We can now extract the desired word and XOR the current word with it to get our next random integers r and s:

<<compute and store the next words r and s in each sequence>>=
int r = r250_buffer[j1] ^ r250_buffer[i1];
r250_buffer[i1] = r;
int s = r521_buffer[j2] ^ r521_buffer[i2];
r521_buffer[i2] = s;


Finally, we increment the offset pointers to the next word, wrapping around if necessary:

<<update offset pointers>>=
i1 = (i1 != 250-1) ? (i1 + 1) : 0;
r250_index = i1;
i2 = (i2 != 521-1) ? (i2 + 1) : 0;
r521_index = i2;


In summary, here is our source file, ready to use:

<<R250_521.java>>=
public final class R250_521 {
R250_521 data members

initialization

main number generator
}


##  Performance

This code performs very quickly. Below is an ad hoc comparison with the Sun JRE 1.4.2_09 standard Random.nextInt call on a 2.8 GhZ Pentium 4 machine, which is also a carefully optimized implementation. Both runs use the Sun Java 1.4.2_09 compiler and VM.

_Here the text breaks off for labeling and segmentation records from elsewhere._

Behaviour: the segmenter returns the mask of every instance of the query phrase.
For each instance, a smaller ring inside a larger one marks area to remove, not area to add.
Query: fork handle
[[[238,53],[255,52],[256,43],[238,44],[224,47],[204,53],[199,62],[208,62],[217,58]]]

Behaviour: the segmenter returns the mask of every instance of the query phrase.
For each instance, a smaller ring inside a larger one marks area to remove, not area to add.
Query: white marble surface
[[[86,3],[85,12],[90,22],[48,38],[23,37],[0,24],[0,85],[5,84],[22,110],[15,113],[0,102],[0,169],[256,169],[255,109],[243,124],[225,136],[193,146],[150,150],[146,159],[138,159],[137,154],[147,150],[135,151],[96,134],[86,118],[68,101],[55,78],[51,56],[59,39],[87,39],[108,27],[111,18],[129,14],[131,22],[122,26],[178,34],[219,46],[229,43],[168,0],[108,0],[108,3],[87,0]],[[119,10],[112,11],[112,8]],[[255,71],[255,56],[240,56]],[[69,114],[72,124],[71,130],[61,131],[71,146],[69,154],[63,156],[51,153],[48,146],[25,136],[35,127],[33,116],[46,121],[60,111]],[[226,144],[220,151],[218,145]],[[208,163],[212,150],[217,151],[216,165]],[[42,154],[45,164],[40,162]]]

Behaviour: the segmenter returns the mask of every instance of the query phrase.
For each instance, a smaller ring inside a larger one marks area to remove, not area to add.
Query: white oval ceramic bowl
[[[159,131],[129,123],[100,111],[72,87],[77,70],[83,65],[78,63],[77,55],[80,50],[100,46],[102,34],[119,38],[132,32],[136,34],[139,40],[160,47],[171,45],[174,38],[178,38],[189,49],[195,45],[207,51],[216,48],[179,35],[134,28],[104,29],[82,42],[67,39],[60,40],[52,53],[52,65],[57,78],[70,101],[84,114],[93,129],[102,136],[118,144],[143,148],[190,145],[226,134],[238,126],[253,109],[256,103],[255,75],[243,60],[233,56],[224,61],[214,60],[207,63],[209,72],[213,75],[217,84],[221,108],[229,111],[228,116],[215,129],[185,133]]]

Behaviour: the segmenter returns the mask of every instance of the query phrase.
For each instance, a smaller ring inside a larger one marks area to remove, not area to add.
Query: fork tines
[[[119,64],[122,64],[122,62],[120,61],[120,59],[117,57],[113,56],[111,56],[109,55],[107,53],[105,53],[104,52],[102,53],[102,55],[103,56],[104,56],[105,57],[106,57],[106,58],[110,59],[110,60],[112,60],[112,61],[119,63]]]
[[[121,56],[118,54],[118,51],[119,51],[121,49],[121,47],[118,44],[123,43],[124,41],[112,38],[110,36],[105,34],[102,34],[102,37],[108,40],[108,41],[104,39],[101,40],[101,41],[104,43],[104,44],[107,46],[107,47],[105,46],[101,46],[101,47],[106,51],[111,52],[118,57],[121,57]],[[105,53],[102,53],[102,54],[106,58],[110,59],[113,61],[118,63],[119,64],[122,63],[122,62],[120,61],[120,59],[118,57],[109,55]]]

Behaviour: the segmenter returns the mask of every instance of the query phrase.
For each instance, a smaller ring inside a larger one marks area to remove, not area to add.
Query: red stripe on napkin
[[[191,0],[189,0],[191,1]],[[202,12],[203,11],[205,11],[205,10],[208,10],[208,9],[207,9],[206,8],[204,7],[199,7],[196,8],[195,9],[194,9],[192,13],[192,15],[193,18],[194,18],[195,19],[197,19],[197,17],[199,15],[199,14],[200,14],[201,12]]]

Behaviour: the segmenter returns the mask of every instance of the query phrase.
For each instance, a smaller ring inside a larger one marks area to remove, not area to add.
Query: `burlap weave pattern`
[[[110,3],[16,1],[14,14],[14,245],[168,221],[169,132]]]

Numbers Random (sec) R250/521 (sec)
100 0.233 0.265
10,000 0.273 0.285
1,000,000 0.297 0.245
10,000,000 1.34 0.429
100,000,000 10.6 5.13
1,000,000,000 103.3 47.2

For the first few values, the overhead of loading the Java runtime dominates. The C version at R250/521 (C) does not have this overhead and is about 2.5 times faster all around, but even this Java version admirably outperforms Java's built-in RNG support.